Ora o texto destacado acaba por ser um contra-senso na medida em que, por um lado, os animais são submetidos a exames clínicos e, caso estejam saudáveis, permanecem no canil pelo prazo mínimo de 8 dias; mas, por outro lado, diz-se que “as câmaras municipais [podem] dispor livremente dos animais”. De acordo com a última afirmação, as câmaras municipais devem tomar as medidas de profilaxia necessárias, mas as quais se reduzem ao próprio abate do animal, pois são as próprias câmaras que, enquanto o animal não é reclamado por ninguém, têm de suportar as despesas com a alimentação, resguardo, higienização e tratamento clínico-veterinário dos próprios animais em cativeiro. Assim, dado ser uma conveniência mais eficaz para o Estado, acaba por ser mais barato decidir pelo abate do que continuar a manter o animal no canil, mesmo estando em óptimas condições de saúde.

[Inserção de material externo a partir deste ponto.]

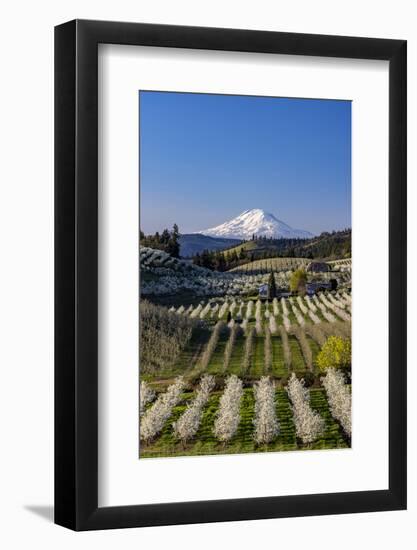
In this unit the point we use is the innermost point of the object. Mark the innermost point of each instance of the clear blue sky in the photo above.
(206, 158)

O recurso ao abate sistemático torna-se, assim, numa prática comum muito conveniente aos interesses do Estado.
Devido ao número exagerado de animais errantes que vagueiam pelas ruas do país, têm sido frequentes os casos de zoonoses em determinadas zonas das orlas costeiras, bem como em terras do Sul de Portugal, com a predominância do Baixo Alentejo e Algarve.
Quanto mais animais abandonados, mais aumenta a cadeia de errantes com destino aos canis municipais. A possibilidade de um animal ser recolhido e levado para uma associação de protecção animal torna-se num bem raro e precioso, mas que quando acontece contribui, sem dúvida, para uma maior probabilidade de adopção bem sucedida.
Por isso, existem já propostas concretas por parte de grupos de defesa animal para lutar contra o recurso aos abates de animais em canis e gatis municipais. Estes grupos sugerem como alternativa a sensibilização para a adopção dos animais mantidos pelas Câmaras e, por outro lado, a luta contra o não-abandono dos animais. Requerem-se, pois, donos conscientes para adoptar animais, em especial para aqueles que vêm directamente de um canil municipal, pois os animais também têm sentimentos.